Une édition électronique réalisée à partir du texte de Robert SÉVIGNY et Jacques RHÉAUME, “Famille et santé mentale. Note de recherche.” In ouvrage sous la direction de Renée B.-Dandurand, Couples et parents des années quatre-vingt. Questions de culture, no 13, pp. 235-240. Québec: Institut québécois de recherche sur la culture (IQRC), 1987, 286 pp.

[233]

Questions de culture, no 13
“Couples et parents des années quatre-vingt.”

DEUXIÈME PARTIE

15

Famille et santé mentale :
note de recherche.”

par
Robert SÉVIGNY et Jacques RHÉAUME

Depuis près de quatre ans, nous avons analysé des interviews réalisées auprès d'intervenants en santé ou maladie mentale [1]. Ces interviews portaient essentiellement sur les dimensions théoriques (ou conceptuelles) et pratiques de leurs interventions. Nous inspirant d'un schéma relativement simple et ouvert, nous avons exploré, avec ces intervenants, leurs conceptions mêmes de la santé ou de la maladie, leurs conceptions relatives à leurs propres interventions, les cadres organisationels de leurs pratiques (leurs lieux de pratique, leur formation, leur carrière, etc.) et les cadres sociaux qu'ils ou elles associent soit à leur conception des problèmes psychologiques, soit à leur conception des interventions elles-mêmes.

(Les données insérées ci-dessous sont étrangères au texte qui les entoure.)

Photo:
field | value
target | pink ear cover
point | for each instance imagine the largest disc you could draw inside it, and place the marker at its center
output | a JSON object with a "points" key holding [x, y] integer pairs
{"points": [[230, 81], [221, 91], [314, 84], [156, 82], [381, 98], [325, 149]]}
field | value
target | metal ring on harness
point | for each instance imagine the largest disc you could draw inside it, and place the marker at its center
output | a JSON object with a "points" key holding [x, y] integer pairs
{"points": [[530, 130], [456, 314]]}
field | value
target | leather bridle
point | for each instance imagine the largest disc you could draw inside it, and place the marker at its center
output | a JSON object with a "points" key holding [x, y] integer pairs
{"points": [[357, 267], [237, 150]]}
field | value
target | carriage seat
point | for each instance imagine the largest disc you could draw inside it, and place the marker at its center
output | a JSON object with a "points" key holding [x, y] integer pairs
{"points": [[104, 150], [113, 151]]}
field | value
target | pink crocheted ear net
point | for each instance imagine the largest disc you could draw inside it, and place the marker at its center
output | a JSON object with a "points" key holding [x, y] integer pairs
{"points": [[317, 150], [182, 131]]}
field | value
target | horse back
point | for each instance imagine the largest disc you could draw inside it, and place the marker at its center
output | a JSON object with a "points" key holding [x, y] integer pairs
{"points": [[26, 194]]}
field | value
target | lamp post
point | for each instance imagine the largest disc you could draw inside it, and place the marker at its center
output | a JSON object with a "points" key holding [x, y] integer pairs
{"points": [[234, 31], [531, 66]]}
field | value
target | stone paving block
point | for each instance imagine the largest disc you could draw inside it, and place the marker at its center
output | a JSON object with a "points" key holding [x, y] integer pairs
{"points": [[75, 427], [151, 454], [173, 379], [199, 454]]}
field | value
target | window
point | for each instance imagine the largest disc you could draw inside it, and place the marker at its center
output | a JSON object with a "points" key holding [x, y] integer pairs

L'hypothèse générale de cette recherche est que les intervenants, pour donner du sens à leurs interventions, font appel, non seulement à des connaissances « psychologiques », mais également à un ensemble de connaissances relatives à la société. C'est cette connaissance du social que nous avons qualifiée de « sociologie implicite » [2]. La famille, cela va presque de soi, constitue un élément important de cette sociologie implicite. Nous voulons ici évoquer diverses pistes de réflexion qui se dégagent de nos premières mises en ordre des témoignages que nous avons recueillis. Il ne peut être question ici de proposer une théorie générale des liens entre la santé ou la maladie mentale et la famille. Nous énumérons simplement [234] quelques-unes des nombreuses références à la famille faites par les intervenants eux-mêmes.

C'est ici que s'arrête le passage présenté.